When we look at an int as a decimal, each digit can represent a single number valued from 0 to 9. Since the max value is 65,535, we can only work with 4 digits; hence, we have a range of 0000 to 9999 which gives us an array of four numbers. To get a digit we need only use the formula: (number % 10^digit)/10^(digit-1). There are four cardinal directions so we can use an int to store values per direction. If we adopt this for a 32-bit integer, we get to play with 9 numbers instead of 4. With 9 unique values, we can express numeric properties for a single 2D tile and its adjacent tiles. This idea of using digits as array values gets even wilder once you consider the ability to use hexadecimals or other bases.

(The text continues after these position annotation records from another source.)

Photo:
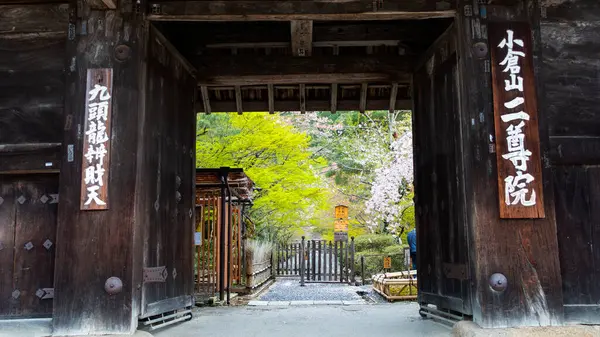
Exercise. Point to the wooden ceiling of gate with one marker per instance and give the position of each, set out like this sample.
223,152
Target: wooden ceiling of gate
301,65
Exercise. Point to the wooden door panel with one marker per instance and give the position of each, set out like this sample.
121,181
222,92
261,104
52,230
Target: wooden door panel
35,235
7,237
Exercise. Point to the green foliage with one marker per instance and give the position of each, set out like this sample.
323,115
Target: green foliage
277,158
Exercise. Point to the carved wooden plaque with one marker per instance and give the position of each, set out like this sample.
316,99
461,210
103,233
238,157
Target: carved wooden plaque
96,140
516,121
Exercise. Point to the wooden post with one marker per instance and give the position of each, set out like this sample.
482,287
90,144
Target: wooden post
319,261
335,261
330,250
98,247
362,269
524,286
352,278
314,260
302,262
307,269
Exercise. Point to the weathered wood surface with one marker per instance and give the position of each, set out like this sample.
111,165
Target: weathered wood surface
299,10
44,160
287,70
439,185
94,246
570,47
32,40
516,114
525,251
27,221
166,188
7,233
311,105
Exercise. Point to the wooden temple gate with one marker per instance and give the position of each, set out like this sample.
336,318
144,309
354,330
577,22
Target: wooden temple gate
316,261
106,92
210,208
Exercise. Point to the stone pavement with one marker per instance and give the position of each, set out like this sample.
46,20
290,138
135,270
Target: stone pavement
289,289
384,320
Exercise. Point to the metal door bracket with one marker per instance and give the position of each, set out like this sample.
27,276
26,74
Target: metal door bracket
155,274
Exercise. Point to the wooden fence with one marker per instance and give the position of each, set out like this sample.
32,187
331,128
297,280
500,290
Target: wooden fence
317,261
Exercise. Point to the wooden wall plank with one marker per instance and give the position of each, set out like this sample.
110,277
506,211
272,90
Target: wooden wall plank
578,219
33,18
32,40
570,72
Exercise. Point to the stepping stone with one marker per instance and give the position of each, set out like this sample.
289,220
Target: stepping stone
302,302
279,303
360,302
258,303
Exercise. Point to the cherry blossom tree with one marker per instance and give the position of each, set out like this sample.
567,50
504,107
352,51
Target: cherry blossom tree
391,184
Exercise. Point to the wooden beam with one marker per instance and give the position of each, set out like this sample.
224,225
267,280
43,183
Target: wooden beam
205,99
363,97
302,98
172,50
294,79
102,4
311,105
393,95
271,91
258,70
238,100
321,10
301,37
333,98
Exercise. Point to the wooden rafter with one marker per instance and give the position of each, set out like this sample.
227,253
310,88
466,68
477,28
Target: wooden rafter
102,4
271,94
238,100
322,10
363,97
302,98
393,95
311,105
205,99
224,71
301,37
333,98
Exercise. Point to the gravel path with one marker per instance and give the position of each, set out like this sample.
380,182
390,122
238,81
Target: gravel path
290,290
391,320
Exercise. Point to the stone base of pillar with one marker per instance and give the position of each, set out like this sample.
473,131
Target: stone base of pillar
470,329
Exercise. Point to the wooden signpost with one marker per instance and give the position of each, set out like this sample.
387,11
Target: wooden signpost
516,122
387,262
96,140
340,232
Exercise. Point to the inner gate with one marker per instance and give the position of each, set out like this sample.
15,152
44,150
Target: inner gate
168,60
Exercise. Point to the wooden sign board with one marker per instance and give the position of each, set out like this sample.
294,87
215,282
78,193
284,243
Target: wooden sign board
340,236
387,263
341,212
516,121
407,263
340,226
96,140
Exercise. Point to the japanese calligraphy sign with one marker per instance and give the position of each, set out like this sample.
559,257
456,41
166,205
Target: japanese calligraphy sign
96,140
341,212
516,122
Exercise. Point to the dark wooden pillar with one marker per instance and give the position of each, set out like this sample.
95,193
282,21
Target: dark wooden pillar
524,251
96,258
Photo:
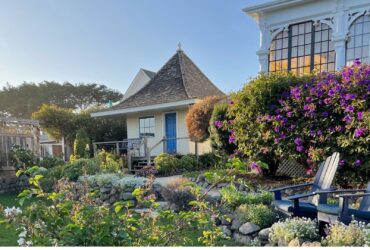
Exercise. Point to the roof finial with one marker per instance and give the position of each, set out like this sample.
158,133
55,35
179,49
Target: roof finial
179,47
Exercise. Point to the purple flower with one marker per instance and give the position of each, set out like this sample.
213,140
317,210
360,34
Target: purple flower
231,139
256,168
300,148
360,115
347,118
359,132
357,62
357,163
298,141
350,109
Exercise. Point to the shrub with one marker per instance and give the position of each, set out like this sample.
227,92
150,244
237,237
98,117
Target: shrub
188,162
50,162
260,215
259,96
108,162
80,167
198,116
178,194
329,113
81,146
166,164
355,234
233,198
208,160
283,232
219,136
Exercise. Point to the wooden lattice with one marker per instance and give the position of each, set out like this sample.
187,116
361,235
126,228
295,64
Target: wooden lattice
291,168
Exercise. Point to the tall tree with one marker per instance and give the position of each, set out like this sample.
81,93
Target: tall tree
23,100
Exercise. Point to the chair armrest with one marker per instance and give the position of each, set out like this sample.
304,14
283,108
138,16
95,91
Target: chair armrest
300,196
352,195
340,191
291,187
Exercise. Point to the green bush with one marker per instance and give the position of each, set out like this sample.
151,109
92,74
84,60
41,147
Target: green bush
233,198
259,96
219,135
22,158
208,160
81,146
77,168
108,162
50,162
283,232
260,215
166,164
356,234
188,162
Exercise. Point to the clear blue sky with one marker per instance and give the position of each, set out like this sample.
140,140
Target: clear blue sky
107,41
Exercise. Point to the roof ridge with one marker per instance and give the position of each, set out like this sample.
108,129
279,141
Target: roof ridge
182,70
196,66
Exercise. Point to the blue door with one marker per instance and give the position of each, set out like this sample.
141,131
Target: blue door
170,121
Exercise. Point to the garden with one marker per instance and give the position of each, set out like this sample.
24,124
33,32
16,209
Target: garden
221,198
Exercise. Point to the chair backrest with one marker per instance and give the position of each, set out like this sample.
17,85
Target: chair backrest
324,176
365,203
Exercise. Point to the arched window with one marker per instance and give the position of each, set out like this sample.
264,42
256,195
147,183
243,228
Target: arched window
303,48
358,40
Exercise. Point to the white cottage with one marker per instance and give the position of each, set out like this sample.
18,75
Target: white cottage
155,105
302,35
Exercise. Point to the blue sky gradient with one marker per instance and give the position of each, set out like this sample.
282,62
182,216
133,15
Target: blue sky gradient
108,41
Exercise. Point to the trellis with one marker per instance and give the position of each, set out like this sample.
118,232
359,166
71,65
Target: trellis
25,133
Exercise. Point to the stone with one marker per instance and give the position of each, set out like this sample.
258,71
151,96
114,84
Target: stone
225,230
235,224
295,242
311,244
126,196
264,234
249,228
242,239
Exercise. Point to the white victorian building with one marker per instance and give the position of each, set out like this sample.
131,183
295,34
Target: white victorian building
303,35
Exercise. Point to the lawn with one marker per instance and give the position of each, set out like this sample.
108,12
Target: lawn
8,234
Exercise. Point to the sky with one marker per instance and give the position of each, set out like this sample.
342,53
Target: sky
108,41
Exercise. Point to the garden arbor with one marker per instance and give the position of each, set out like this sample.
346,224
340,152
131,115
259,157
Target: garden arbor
25,133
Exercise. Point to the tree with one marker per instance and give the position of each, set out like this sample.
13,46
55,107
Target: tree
23,100
198,116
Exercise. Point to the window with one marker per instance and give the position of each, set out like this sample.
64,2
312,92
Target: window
303,48
358,40
146,126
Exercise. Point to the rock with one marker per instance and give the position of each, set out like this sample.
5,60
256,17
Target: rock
295,242
126,196
242,239
235,224
248,228
311,244
225,230
264,234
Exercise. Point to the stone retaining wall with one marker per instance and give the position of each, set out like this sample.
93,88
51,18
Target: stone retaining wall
13,184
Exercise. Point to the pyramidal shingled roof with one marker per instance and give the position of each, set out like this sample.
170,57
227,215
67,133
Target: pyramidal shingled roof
179,79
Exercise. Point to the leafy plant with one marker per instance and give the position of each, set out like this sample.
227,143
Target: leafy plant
166,164
188,162
259,214
355,234
283,232
198,116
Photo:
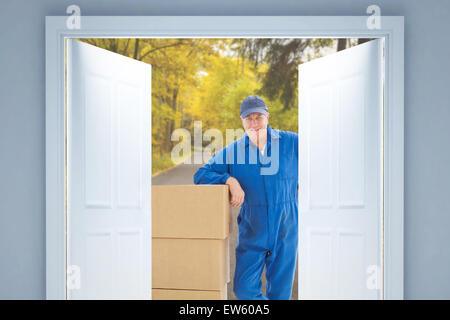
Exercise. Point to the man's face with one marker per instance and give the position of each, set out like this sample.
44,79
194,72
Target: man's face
255,125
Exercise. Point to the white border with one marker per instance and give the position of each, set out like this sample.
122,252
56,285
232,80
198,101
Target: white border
392,29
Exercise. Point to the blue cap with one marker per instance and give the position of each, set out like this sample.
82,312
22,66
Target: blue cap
253,104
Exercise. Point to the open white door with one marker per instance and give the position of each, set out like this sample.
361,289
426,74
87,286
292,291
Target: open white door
108,175
340,172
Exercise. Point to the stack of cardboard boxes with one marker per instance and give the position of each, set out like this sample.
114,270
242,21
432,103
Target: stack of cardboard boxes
190,229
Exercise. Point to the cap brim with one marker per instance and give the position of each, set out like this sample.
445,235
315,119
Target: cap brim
255,110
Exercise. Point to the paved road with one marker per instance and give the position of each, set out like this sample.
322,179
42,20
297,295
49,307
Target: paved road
182,175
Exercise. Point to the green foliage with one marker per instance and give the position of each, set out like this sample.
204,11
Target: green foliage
207,79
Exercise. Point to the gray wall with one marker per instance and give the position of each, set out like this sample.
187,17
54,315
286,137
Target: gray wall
22,127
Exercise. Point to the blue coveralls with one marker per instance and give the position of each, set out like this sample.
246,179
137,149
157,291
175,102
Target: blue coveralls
268,219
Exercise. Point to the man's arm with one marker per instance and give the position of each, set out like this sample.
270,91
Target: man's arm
213,172
218,172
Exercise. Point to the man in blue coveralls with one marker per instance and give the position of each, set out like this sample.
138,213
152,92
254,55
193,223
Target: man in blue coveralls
261,169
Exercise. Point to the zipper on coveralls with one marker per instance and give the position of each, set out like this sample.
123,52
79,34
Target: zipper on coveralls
267,212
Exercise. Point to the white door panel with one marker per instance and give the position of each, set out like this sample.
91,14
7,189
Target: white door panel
340,114
109,174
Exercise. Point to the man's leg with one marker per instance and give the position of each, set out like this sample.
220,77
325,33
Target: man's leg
280,268
247,277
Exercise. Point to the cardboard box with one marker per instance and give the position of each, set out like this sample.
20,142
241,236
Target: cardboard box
177,294
191,211
201,264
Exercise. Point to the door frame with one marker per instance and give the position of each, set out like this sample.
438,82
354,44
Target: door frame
391,28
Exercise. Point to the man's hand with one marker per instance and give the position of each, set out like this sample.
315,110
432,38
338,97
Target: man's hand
237,194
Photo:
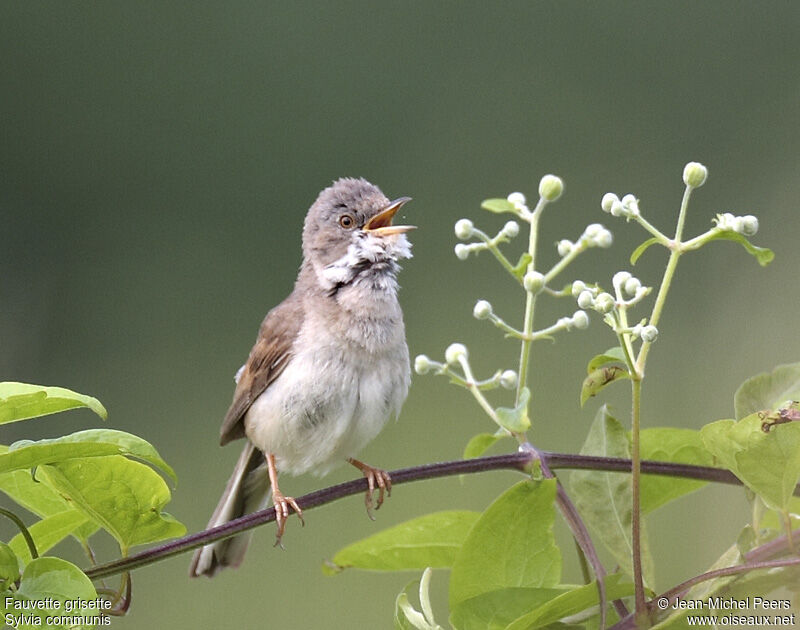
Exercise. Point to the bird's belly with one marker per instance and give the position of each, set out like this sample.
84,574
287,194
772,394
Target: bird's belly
325,407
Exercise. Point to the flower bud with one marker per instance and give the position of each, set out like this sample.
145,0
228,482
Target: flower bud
454,352
593,229
604,239
749,225
620,278
580,320
694,174
632,285
508,379
422,364
631,205
464,229
517,199
586,299
533,281
649,333
578,287
603,303
550,187
482,310
608,201
564,247
511,229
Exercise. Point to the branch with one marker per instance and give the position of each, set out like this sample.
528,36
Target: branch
513,461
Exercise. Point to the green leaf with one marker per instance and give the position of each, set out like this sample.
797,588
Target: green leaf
768,391
499,206
432,540
480,443
604,498
406,617
571,603
767,463
49,579
21,401
763,255
612,355
515,420
41,500
9,566
641,249
89,443
48,532
496,609
511,545
600,378
680,446
123,496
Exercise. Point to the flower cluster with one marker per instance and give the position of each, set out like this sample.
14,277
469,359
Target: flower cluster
627,207
746,225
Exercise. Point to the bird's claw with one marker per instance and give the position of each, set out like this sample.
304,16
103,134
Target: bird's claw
282,504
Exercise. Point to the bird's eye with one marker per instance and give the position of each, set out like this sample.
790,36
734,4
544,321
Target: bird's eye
347,221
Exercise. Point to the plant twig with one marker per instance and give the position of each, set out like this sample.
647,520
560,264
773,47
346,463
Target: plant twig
514,461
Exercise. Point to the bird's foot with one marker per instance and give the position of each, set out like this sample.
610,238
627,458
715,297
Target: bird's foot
376,478
282,504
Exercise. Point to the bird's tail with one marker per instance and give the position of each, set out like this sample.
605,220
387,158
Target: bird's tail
248,490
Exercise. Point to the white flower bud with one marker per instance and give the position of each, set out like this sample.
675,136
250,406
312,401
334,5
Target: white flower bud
586,299
632,285
620,278
550,187
564,247
482,309
608,201
649,333
508,379
749,225
511,229
593,229
454,352
578,287
464,229
605,239
694,174
517,199
631,205
533,281
603,303
580,320
422,364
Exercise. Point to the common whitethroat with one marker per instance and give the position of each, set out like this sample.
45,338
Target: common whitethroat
328,369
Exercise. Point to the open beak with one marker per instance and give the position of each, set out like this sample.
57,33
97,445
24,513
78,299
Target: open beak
381,223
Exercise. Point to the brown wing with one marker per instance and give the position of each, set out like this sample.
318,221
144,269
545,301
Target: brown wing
268,358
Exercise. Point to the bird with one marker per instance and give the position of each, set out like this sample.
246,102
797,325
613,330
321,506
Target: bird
329,367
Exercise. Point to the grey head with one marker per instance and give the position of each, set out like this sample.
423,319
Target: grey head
348,234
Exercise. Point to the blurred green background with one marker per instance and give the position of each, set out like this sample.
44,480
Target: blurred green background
157,160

When we look at an int as a product of two prime numbers, we can map out a detailed combination chart for 50 elements. Taking the int’s max value’s square root, we get approximately 256 under which are 50 prime numbers from 2 to 227. We can use this for a simple crafting system: assume 11 is “fire” and 13 is “carrot,” 143 can now be cooked carrots. No other combination will be able to generate cooked carrots. Of course, we can share items among prime number products to create an illusion of combinatorial depth. We can say 7 is “microwave” and 91 can now also represent cooked carrots. I would add that “microwaved fire” is odd so perhaps 77 can result in an invalid item. Anyway, there should be C(50,2) or 1225 possible combinations.

As a combination of what we read in the prior two scenarios, a single int can represent positions on a 2D grid of max size 255x255. Some modulo math will be required to correctly traverse the grid in the 4 cardinal directions. One will also need to decide if the grid supports wrapping or just clamps when edges are reached. This can represent not just 2D maps but also UI elements.

And these are the scenarios I can think of as of writing this piece. Not all of it might be practical but it was fun to think about.